Pure Exploration with Feedback Graphs
Alessio Russo, Yichen Song, Aldo Pacchiano
TL;DR
The paper analyzes pure exploration with stochastic feedback graphs under a fixed-confidence target $\delta$. It derives instance-specific lower bounds via change-of-measure, proves unidentifiability for Bernoulli rewards in the uninformed setting, and characterizes how sample complexity scales with graph structure through quantities like $\alpha(G)$, $\delta(G)$, and $\sigma(G)$. It then presents TaSFG (Track and Stop for Feedback Graphs), an asymptotically optimal algorithm that combines estimation, a certainty-equivalence based sampling rule, and a GLRT-style stopping rule to identify the best arm efficiently, with proven $\delta$-PC guarantees. The approach is validated numerically across diverse graph topologies, showing strong performance relative to regret-minimization baselines and highlighting the impact of feedback topology on exploration efficiency.
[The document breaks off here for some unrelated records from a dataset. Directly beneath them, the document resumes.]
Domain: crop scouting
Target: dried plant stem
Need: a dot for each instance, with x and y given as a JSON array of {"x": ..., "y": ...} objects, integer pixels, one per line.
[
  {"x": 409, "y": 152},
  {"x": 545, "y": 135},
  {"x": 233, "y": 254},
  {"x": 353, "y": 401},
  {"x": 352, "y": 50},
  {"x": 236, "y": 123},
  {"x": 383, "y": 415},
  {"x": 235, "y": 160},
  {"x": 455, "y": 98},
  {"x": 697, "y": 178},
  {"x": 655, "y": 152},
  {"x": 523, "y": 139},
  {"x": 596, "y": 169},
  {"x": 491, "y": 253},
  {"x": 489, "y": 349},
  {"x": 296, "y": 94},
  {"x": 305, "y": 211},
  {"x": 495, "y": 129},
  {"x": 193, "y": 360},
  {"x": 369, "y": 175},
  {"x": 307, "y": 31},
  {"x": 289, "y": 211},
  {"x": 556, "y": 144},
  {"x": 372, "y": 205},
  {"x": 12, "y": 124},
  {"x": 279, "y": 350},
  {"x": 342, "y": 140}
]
Overall, the work advances both theory and practice for best-arm identification under partial, graph-structured feedback, linking graph properties to achievable sample complexity and delivering a practical, scalable algorithm.
Abstract
We study the sample complexity of pure exploration in an online learning problem with a feedback graph. This graph dictates the feedback available to the learner, covering scenarios between full-information, pure bandit feedback, and settings with no feedback on the chosen action. While variants of this problem have been investigated for regret minimization, no prior work has addressed the pure exploration setting, which is the focus of our study. We derive an instance-specific lower bound on the sample complexity of learning the best action with fixed confidence, even when the feedback graph is unknown and stochastic, and present unidentifiability results for Bernoulli rewards. Additionally, our findings reveal how the sample complexity scales with key graph-dependent quantities. Lastly, we introduce TaS-FG (Track and Stop for Feedback Graphs), an asymptotically optimal algorithm, and demonstrate its efficiency across different graph configurations.